Beam Signing celebrates expansion at the Monroe Carell Jr. Children’s Hospital at VanderbiltApr. 7, 2011, 3:30 PM
The Monroe Carell Jr. Hospital at Vanderbilt officially launched its $30 million expansion project today with a festive Beam Signing celebration. The event signifies construction is now under way on the hospital’s multi-year, multi-phase endeavor to expand physical space and programs.
Friends, donors, patients and Medical Center leadership gathered this morning to add their signatures to a 14-foot, bright yellow beam that will become part of the permanent structure for the hospital’s 33-bed, 30,000 square-foot, first-phase addition.
In addition, $20 million in programmatic investments are planned along with this first-phase expansion to the hospital.
“Today’s event acknowledges Vanderbilt’s unwavering commitment toward improving the lives of our youngest patients and the lives of all children in our region. The launch of this expansion marks an important milestone for the region’s only resource for many children with life-threatening diseases,” said Jeff Balser, vice chancellor for Health Affairs and dean of the Vanderbilt University School of Medicine. “While growing the hospital’s capacity to care for children with all diseases, the new facilities will advance our research, education and treatment programs in childhood cancer, heart disease and prematurity, three growing challenges for children in Tennessee and around the world.”
Those in attendance for the Beam Signing viewed a special, pre-taped message from superstar country music group Rascal Flatts, longtime donors and champions for Children’s Hospital. The Flatts — Jay DeMarcus, Gary LeVox and Joe Don Rooney — stressed the need for the hospital’s expansion to help meet the region’s growing demand for pediatric specialty care. Children’s Hospital has been operating near capacity since shortly after its opening in February 2004.
“We are proud that Vanderbilt can provide this extraordinary resource, ready to serve the needs of this region’s pediatric patients,” said C. Wright Pinson, deputy vice chancellor for Health Affairs and CEO of the Vanderbilt Health System. “This expansion will allow us to improve upon our rich legacy as the premier destination for Tennessee’s sick and injured children. This effort marks but a first phase of planned facility and program growth to address the needs of our state’s children.”

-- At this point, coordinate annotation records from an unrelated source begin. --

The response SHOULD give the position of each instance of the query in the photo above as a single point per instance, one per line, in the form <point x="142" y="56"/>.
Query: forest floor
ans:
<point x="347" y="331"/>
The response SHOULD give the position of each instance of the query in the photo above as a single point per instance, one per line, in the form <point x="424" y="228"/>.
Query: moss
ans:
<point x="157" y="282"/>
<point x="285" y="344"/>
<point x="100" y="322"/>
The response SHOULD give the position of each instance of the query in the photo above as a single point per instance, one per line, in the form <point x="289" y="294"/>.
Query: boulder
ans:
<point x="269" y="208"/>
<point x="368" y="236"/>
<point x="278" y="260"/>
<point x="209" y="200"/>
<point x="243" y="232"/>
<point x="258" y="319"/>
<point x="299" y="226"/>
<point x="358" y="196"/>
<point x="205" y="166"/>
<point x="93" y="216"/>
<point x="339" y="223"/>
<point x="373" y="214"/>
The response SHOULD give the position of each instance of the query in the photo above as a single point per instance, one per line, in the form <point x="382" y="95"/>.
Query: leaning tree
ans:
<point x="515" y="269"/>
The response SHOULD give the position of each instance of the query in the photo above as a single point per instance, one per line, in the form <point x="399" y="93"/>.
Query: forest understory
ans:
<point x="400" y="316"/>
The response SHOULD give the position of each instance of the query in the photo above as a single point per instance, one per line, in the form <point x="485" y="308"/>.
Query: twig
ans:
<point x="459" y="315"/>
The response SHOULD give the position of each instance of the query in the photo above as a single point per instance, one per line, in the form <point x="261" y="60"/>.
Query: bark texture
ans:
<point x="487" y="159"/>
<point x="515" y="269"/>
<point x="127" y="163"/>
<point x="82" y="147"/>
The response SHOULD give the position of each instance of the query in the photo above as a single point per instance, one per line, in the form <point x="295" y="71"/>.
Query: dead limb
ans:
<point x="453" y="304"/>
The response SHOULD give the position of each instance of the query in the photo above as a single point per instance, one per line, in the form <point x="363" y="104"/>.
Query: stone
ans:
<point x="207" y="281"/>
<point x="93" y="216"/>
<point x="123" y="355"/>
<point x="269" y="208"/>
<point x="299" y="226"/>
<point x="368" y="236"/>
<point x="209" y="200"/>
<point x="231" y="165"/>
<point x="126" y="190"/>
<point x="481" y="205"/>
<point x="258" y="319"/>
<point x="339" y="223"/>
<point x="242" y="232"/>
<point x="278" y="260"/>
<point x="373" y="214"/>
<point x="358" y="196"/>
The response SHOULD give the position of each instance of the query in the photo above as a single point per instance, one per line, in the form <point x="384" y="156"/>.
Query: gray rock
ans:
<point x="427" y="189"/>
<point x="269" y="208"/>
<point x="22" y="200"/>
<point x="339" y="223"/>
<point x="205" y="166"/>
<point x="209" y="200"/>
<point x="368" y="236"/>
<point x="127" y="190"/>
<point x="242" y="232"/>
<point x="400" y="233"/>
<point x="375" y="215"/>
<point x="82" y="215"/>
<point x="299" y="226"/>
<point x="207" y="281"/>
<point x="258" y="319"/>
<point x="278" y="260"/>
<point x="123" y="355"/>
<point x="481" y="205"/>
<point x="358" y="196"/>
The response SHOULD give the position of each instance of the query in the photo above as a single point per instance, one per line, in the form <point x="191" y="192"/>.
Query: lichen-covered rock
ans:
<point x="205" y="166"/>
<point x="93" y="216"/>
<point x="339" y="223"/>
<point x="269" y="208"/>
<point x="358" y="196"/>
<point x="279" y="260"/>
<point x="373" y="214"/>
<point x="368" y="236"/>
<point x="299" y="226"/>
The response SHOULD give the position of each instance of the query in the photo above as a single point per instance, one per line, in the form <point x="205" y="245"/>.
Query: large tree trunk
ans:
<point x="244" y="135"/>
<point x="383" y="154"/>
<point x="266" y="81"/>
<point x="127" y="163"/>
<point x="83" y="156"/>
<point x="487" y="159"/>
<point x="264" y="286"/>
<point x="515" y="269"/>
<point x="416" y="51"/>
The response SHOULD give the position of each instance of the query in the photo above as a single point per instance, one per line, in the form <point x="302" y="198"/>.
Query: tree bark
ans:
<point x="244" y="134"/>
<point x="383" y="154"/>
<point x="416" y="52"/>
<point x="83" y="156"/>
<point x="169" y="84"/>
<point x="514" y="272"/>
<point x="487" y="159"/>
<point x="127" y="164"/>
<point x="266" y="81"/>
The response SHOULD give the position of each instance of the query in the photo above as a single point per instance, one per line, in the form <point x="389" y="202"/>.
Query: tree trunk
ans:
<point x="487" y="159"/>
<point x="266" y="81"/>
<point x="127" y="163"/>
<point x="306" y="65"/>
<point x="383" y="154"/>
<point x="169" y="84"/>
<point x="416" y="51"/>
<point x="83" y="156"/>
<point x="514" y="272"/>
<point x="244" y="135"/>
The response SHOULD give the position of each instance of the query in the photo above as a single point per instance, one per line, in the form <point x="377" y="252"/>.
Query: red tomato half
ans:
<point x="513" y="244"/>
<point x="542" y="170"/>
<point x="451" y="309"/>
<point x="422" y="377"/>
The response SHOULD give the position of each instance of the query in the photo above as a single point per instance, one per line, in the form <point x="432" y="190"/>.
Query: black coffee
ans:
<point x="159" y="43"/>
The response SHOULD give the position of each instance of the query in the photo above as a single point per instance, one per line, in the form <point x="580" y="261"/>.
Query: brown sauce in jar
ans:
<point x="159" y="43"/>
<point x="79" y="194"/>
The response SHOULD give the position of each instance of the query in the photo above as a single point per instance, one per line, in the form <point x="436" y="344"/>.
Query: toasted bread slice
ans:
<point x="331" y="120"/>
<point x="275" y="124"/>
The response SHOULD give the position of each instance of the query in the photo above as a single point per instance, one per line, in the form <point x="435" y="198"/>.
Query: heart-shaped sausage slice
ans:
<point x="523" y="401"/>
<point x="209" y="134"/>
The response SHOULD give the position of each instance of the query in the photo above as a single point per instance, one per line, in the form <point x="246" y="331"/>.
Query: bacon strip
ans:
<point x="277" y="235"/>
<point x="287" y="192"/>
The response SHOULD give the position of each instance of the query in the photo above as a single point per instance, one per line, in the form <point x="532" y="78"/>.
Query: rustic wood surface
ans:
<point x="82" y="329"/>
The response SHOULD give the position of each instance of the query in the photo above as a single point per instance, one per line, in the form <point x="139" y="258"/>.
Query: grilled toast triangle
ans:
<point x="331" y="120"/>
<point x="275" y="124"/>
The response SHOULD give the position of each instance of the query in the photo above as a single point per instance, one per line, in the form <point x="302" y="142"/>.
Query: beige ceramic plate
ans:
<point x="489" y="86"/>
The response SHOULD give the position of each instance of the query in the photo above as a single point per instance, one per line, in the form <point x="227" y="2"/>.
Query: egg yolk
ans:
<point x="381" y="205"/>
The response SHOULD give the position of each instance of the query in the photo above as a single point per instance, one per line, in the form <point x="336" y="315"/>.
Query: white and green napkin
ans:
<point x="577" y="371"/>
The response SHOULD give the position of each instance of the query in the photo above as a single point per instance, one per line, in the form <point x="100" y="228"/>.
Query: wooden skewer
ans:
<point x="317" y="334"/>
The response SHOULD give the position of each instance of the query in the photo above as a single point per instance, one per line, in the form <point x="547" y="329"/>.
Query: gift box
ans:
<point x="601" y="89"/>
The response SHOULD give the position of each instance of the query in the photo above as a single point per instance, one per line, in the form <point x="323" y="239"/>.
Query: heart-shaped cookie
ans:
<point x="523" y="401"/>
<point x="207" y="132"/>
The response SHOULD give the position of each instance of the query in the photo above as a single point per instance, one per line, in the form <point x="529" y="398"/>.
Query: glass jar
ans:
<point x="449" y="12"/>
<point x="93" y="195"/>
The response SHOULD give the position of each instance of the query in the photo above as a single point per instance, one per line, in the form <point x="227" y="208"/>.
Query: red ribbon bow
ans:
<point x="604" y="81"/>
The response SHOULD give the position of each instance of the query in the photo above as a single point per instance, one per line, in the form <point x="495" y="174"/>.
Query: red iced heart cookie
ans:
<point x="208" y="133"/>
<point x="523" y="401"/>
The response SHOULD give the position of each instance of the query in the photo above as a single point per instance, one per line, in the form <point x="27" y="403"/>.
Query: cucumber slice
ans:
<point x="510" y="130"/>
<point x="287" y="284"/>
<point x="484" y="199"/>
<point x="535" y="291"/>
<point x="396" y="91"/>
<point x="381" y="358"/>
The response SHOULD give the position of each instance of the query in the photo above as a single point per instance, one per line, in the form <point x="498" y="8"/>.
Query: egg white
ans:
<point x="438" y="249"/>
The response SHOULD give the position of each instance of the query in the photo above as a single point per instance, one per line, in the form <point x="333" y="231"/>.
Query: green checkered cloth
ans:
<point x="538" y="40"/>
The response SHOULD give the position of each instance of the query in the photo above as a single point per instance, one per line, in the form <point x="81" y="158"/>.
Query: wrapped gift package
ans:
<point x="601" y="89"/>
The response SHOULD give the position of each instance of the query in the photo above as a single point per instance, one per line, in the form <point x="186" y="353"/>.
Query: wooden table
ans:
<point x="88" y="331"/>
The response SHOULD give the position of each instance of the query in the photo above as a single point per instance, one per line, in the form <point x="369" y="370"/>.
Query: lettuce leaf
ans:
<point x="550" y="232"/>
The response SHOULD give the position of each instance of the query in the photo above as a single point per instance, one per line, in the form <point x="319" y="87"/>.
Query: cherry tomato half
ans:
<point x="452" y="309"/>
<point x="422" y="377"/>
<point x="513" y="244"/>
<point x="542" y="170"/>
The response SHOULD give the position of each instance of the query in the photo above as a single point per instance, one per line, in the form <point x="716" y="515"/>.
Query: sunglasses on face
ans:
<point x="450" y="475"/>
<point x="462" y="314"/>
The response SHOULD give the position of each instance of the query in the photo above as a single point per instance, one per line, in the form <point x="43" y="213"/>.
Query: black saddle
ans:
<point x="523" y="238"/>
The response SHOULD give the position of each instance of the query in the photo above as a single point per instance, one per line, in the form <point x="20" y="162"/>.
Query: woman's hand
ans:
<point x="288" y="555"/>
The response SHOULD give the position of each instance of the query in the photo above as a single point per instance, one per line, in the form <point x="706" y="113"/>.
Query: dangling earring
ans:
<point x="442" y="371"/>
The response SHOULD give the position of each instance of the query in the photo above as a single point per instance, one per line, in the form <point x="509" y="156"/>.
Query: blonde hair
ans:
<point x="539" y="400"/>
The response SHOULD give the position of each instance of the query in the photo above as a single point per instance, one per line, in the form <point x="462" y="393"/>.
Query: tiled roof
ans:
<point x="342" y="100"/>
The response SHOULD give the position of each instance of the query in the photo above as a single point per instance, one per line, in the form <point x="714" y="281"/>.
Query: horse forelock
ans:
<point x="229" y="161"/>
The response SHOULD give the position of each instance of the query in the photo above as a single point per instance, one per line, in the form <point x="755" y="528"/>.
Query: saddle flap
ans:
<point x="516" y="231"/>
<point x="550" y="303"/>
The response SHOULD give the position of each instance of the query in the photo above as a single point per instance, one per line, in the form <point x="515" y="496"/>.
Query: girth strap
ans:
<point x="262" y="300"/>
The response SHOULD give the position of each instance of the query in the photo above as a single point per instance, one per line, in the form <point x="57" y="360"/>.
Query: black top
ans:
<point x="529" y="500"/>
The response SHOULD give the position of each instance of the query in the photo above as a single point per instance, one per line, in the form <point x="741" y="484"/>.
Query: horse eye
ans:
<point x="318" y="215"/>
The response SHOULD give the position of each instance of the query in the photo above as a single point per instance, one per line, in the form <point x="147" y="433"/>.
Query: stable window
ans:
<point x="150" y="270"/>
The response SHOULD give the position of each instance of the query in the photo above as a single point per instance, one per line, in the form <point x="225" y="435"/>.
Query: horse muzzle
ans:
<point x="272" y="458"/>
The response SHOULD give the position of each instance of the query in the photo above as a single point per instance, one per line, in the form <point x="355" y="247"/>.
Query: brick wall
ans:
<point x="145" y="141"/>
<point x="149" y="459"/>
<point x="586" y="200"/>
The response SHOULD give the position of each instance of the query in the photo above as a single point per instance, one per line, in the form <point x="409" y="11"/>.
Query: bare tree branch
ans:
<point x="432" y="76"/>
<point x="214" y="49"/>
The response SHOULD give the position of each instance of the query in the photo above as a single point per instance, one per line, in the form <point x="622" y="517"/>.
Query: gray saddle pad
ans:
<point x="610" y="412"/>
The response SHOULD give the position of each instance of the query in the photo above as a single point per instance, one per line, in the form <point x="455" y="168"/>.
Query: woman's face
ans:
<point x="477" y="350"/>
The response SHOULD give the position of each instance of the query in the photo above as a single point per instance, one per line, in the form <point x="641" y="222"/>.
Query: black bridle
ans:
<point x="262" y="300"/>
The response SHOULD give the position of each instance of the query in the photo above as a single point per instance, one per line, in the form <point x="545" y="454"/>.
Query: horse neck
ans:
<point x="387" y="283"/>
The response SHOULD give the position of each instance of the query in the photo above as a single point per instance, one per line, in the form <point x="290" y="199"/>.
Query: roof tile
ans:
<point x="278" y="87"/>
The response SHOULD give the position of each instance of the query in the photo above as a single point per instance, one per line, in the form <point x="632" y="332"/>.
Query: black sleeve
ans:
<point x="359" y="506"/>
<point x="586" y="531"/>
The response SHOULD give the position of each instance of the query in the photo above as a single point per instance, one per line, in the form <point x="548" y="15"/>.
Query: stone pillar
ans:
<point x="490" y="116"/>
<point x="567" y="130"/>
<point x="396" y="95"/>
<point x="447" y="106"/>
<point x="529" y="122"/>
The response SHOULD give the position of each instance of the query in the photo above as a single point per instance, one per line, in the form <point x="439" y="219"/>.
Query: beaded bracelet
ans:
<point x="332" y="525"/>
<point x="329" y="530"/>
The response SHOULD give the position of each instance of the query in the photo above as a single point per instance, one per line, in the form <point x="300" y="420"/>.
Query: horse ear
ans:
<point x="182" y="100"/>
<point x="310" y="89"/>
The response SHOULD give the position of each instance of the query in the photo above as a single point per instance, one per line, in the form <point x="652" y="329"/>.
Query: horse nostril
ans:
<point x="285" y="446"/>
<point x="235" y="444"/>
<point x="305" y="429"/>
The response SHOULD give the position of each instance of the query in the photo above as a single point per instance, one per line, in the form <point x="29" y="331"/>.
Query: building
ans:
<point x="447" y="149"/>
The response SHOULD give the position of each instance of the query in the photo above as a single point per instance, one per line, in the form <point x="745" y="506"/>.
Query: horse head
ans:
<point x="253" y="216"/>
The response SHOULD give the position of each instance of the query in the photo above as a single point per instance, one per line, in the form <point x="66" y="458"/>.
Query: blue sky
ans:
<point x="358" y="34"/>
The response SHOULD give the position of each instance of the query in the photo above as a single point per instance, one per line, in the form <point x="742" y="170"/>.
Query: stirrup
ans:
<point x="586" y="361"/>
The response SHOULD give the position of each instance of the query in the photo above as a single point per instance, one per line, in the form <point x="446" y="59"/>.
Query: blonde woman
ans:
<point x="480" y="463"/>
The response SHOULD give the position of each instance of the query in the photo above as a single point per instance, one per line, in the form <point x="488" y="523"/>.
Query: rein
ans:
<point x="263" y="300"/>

Construction will include a five-story addition to the hospital’s northwest corner. Also included in the expansion will be a new third-floor surgical pre-operative and recovery area, as well as added space for pediatric clinics.
“I would like to express my sincere gratitude to all those who are helping make this expansion possible. This growth comes at a critical time and will allow us to continue to provide the very highest quality care, and in an optimal environment, for our patients and families,” said Luke Gregory, chief executive officer for Children’s Hospital.
The construction will add 33 additional acute, neonatal intensive care and medical-surgical beds, and will create more space for clinical services with build out of a vacant 20,000-square-foot area on the 10th floor of the Doctors’ Office Tower (DOT). The expansion, headed by Balfour Beatty Construction, is expected to be complete within the next 12 months.
“It is truly an exciting day to see the arrival of the construction elevator for DOT 10 and the cranes for the expansion project,” said John W. Brock III, the Monroe Carell Jr. Chair and surgeon-in-chief for Children’s Hospital. “This construction allows us to go forward in serving our children and their families while alleviating some of the space issues we are having with increased volumes. We are all excited about the future at Children’s Hospital.”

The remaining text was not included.